Denke das war es für erste. 
Wünsche ein schönes Wochenende


----------



## Bienenvogel (2 Februar 2018)

@ Dr.MirakulixX und Alle
Moin,
Die Überlegung mit dem TDE war halt, dafür auf alle anderen Schalter und Poti zu verzichten und die Bedienung komplett über das Display zu machen. Die Pumpe wird zu 99% der Zeit im Automatik Modus vor sich hin laufen ohne daß jemand drauf rumdrückt. Handbetrieb wird nur selten gebraucht (zum Entleeren vom letzten Rest), könnte mir gut vorstellen das auch über das Display zu machen, auch wenn es etwas umkomfortabler ist. Die ganzen Schalter und Poti kosten ja auch und machen vor allem Aufwand beim Verdrahten, wovor ich am meisten Angst habe, weil ich eigentlich (zumindest noch) überhaupt keine Ahnung hab. Da kommt so ein Display doch wahrscheinlich billiger.
Warum empfiehlst du eine 24V Logo, ich hätte jetzt gedacht ich brauch was in 230V ?
Die ganze Sache zu Planen wäre sicher richtig und notwendig. Ich weiß nur noch nicht wie ich das angehe, im Moment kann ich einen E-Plan eigentlich noch nicht mal lesen, geschweige denn einen erstellen. Da habe ich wohl noch ein bisschen Arbeit.
Wünsche Euch auch ein schönes Wochenende


----------



## Sinix (2 Februar 2018)

Hi Bienenvogel,

vielleicht wäre auch ein Umrichter SEW Movitrac LTE etwas für dich, den gibts mit 230VAC Eingangsspannung, der Motor kann über digitale Eingänge, z.B. aus der LOGO!,  in der Richtung geändert werden und am integrierten Poti könntest du die Drehzahl einstellen. 

MfG Sinix


----------



## Dr.MirakulixX (2 Februar 2018)

Also zunächst mal 24Volt weil sicherer. Du brauchst natürlich 230V im Eingang aber Bspw das TDE braucht ja auch 24 Volt.
Wenn sich in den letzen Monaten nicht so viel geändert hat ist das TDE wie gesagt kein Touch wie du es wahrscheinlich denkst sondern eher eine erweitere Anzeige
Heißt aber für dich auch das du zum Steuern, also Ein/Aus nicht einfach mal aufs Display drückst sondern in eine Art Menü gehst und dort dann über die Pfeiltasten einen Parameter suchst.. den dann auswählst, auf ändern gehst,den neuen Wert einstellst.. 
Also ich Persönlcih würde da Schalter/TAster vorziehen, aber das ist ganz alleine meine Meinung


----------



## Bienenvogel (2 Februar 2018)

Hatte noch nen Geistesblitz :idea:, mir fiel ein , daß ich ja genau das was ich brauche schon als Vorbild bei mir liegen habe. Die Steuerung meiner Honigschleuder! 
Auch 1,5 KW nahezu der selbe Motor.


War immer ne Plombe dran, hab mich noch nie getraut da rein zu gucken ,jetzt hab Ichs doch gemacht! Warum bin ich da bloß nicht schon vorher drauf gekommen.

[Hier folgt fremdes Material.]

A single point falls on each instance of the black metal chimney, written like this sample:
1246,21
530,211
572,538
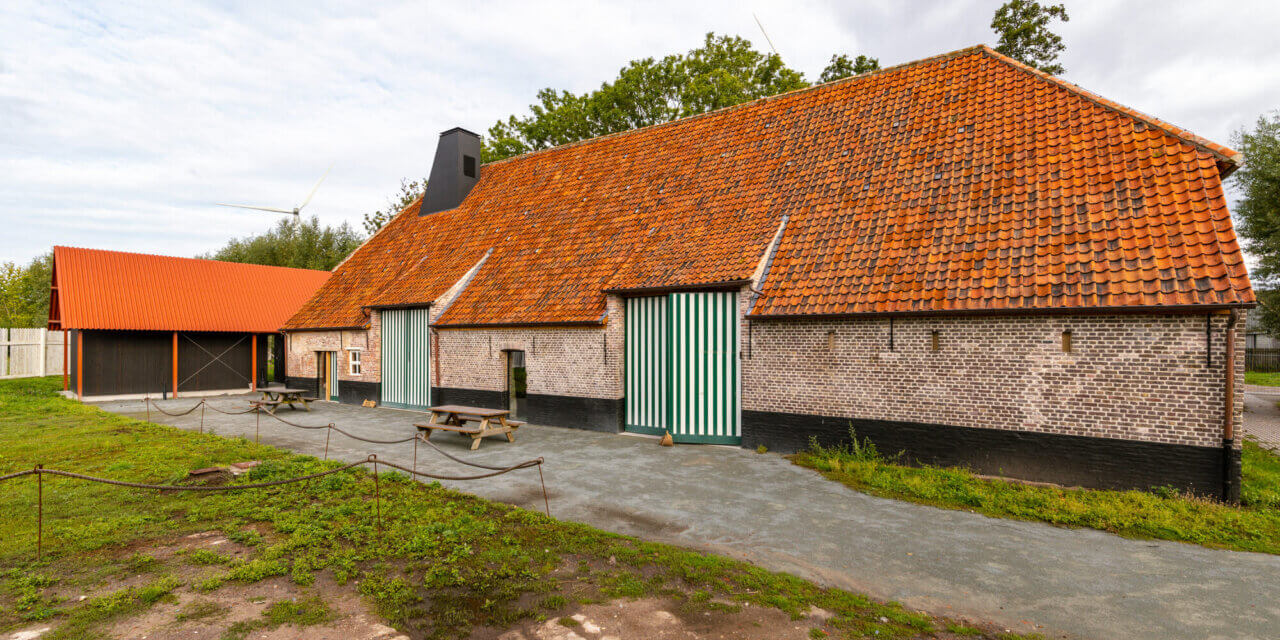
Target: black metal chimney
455,170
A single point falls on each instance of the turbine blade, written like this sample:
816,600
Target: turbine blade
257,208
314,188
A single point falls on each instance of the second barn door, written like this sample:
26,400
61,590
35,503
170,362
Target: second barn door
682,366
406,352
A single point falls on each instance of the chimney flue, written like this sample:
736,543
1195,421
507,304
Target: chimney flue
453,172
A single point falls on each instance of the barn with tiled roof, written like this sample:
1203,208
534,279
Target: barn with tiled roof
961,259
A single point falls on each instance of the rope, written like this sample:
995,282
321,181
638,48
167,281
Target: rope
174,415
455,458
231,412
197,488
19,474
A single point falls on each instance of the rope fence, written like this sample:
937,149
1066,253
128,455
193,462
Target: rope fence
492,471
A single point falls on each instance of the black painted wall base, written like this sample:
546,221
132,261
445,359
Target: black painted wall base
590,414
1068,460
469,397
351,392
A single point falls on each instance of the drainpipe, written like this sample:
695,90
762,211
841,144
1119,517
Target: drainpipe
1230,489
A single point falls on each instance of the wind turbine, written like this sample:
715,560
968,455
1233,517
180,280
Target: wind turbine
296,210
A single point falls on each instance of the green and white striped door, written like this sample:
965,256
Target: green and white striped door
682,366
406,352
647,365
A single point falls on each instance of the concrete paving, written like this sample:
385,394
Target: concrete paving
767,511
1262,415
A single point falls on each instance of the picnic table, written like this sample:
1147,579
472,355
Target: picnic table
456,417
275,396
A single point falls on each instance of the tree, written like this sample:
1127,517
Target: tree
723,72
1024,35
408,192
1258,210
300,243
24,292
841,67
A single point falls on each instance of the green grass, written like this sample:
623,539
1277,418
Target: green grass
443,563
1262,378
1253,526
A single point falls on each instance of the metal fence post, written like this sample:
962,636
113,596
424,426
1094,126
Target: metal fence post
40,512
378,494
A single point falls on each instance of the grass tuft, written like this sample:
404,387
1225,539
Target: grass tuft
1162,513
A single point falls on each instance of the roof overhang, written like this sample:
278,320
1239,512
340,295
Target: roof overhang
1052,311
677,288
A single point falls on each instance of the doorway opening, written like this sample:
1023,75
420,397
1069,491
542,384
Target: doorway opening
327,370
517,383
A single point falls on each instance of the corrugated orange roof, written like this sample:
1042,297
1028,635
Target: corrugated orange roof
114,289
961,182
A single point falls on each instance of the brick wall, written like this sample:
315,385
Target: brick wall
579,361
1134,376
302,348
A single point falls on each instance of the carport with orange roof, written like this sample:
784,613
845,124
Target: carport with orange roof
146,324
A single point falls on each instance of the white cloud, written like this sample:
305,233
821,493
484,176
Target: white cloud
122,123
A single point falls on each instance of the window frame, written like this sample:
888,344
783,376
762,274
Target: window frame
355,362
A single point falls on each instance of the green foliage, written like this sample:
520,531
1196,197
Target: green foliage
1258,211
1262,378
24,292
444,562
1162,515
723,72
1023,32
301,245
408,192
841,67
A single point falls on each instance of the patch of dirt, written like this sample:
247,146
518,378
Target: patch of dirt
659,618
206,616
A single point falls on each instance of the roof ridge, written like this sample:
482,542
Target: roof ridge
186,257
1224,154
895,68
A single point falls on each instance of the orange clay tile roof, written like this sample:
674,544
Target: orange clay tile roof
965,182
113,289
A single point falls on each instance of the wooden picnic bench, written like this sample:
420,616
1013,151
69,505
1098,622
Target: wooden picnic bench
456,417
275,396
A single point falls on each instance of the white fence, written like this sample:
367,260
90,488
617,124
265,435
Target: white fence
31,352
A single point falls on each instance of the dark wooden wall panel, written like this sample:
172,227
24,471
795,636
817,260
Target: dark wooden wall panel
118,362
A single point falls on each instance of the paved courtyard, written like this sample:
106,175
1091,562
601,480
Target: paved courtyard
1262,416
764,510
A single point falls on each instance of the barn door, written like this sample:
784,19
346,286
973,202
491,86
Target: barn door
704,368
682,366
406,352
647,365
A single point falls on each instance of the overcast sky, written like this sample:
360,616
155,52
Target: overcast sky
120,124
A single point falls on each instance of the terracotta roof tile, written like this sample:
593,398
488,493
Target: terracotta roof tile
961,182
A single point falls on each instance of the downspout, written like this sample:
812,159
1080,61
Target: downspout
1230,472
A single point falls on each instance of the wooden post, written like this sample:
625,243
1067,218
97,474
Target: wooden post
254,375
174,364
44,352
80,364
67,361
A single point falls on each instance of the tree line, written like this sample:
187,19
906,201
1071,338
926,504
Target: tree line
722,71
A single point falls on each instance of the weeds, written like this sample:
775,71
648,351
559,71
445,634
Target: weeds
1161,513
444,562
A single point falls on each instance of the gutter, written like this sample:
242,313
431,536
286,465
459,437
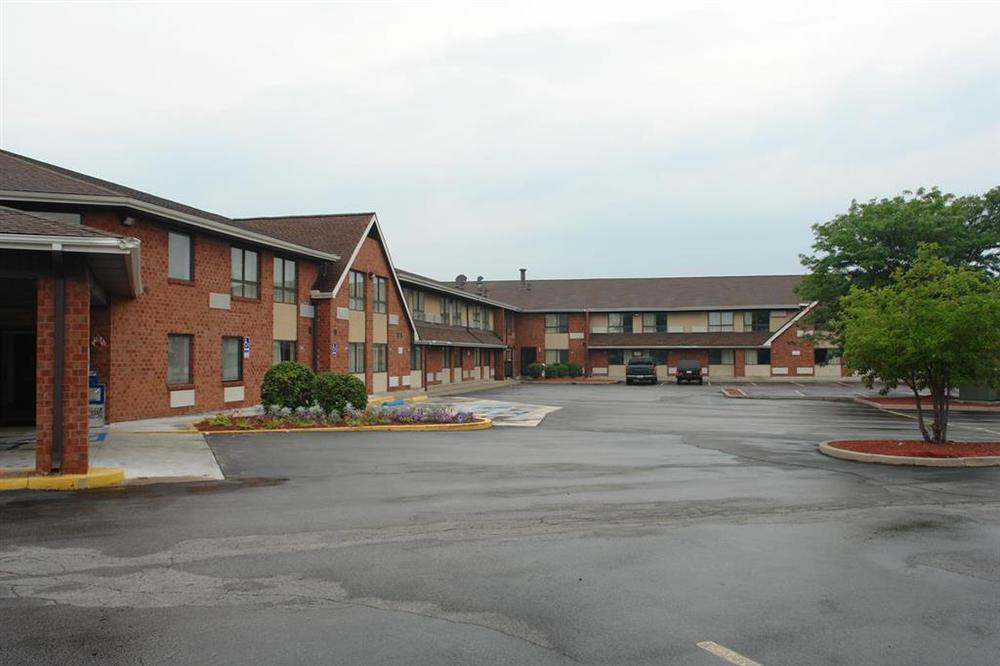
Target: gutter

Und was habe ich gefunden? Eigentlich fast nichts!
Keine Ahnung warum, aber ich habs mir da drin ungefähr 10 mal so schlimm vorgestellt. Eins steht jetzt fest ! Das Ding baue ich auf jeden Fall selber!
Was ist denn das silberne Teil neben dem FU im Kasten?


----------



## Dr.MirakulixX (2 Februar 2018)

Das wird ein Widerstand sein. 
Das Display wird denke ich mal eine Easy von Eaton sein.


----------



## Thomas_v2.1 (2 Februar 2018)

Dr.MirakulixX schrieb:


> Wenn sich in den letzen Monaten nicht so viel geändert hat ist das TDE wie gesagt kein Touch wie du es wahrscheinlich denkst sondern eher eine erweitere Anzeige
> Heißt aber für dich auch das du zum Steuern, also Ein/Aus nicht einfach mal aufs Display drückst sondern in eine Art Menü gehst und dort dann über die Pfeiltasten einen Parameter suchst.. den dann auswählst, auf ändern gehst,den neuen Wert einstellst..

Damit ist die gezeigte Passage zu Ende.